The European Commission has announced that they are partnering with Facebook, Google (and YouTube), and Microsoft to combat “illegal hate speech” online in the EU.
Supposedly we should all be grateful for this initiative. We would, were it not that the powers that be have a very selective understanding of “hate speech” that might lead them to censor, or call for the censorship of, any utterance that is not in conformity with their own opinions. In their world-view, recalling that abortion means to kill a human being, or that marriage is between two persons of different sex, may be “insultory” to baby-killers and sodomites, who must be shielded from such simple but disagreeable truths.

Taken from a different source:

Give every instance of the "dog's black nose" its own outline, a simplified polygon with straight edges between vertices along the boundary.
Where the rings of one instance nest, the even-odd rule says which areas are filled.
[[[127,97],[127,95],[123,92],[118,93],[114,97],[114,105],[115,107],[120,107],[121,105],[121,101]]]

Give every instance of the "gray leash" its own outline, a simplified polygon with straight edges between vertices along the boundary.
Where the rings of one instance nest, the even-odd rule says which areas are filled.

As one has seen in the context of last year’s referendum on marriage in Ireland, the US social media companies with whom the Commission seeks to co-operate, most of which have their European HQ in Ireland, are not supportive, but indeed hostile to genuine moral values. They interfered in the democratic process by pumping foreign money into the campaign and also intimidating their staff to vote Yes and to campaign on their own private social media accounts for this result.

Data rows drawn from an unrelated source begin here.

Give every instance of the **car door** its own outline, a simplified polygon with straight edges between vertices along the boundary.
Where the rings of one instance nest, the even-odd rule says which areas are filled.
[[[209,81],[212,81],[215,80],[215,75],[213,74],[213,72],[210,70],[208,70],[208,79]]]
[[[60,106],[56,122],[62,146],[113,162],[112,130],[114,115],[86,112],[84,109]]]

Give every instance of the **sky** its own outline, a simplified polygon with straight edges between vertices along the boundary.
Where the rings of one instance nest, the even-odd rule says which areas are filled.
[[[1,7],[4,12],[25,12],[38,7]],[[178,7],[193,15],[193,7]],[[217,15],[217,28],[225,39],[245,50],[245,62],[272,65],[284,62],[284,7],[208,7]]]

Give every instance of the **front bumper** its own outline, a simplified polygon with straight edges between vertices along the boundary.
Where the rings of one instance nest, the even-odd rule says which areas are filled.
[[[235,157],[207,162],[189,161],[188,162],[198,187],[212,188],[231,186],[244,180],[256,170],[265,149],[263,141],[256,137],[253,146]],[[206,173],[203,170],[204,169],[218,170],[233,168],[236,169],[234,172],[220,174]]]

So the danger with this formidable combination of political and financial power is that “mission creep” will take place, pushing the abortion/LGBT agenda and their loose definition of “hate speech” instead of sticking to the one in the EU Framework Decision of 2008.
By way of legal background, this Framework Decision was a specific instrument designed to combat racism and xenophobia and foresees the criminalisation of public incitement to violence or hatred directed against a group of persons or a member of such a group defined by reference to race, colour, religion, descent or national or ethnic origin, not a bad thing per se. It has been in force since 2010.
But criminalisation implies that reprehensible behaviour will be assessed by a judge in a transparent manner and on the basis of democratically adopted laws, not by a private company according to its own code of “values”.
As criminal law remains essentially a national matter within the EU system, Framework Decisions are basically a sort of “lowest common denominator”. So, for example, the 28 Member States of the EU agree a definition of what constitutes incitement to violence and hatred, as well as a minimum penal sentence. Afterwards it is up to each state to adopt its own laws giving effect to these principles, and only these laws are enforceable in the state in question. Policing the law is also up to the states individually and the EU plays no role in this.
The “Code of Conduct” launched this week is not an EU instrument, is not in any way legally binding and, in any case, is only binding on those IT companies that sign up to it. While there has been no new EU legislative proposal therefore, that does not mean that we should ignore this development because of the partners involved, their track record, and the risk of abuse, particularly “mission creep” in the abortion/LGBT direction.
We should not underestimate the efficiency of such “non-binding” tools. This is really dangerous because what it means is that a very efficient censorship is taking place without legal base and without judicial control. The real goal here seems to be to create a pseudo-legislative excuse for tech companies to censor content. This approach gives them the ability to say “we’re just following the EU code of conduct for hate speech” when a complaint arises, and at the same time there is nothing that requires audits, controls, etc. to ensure that the censorship actually complies with the Framework Decision.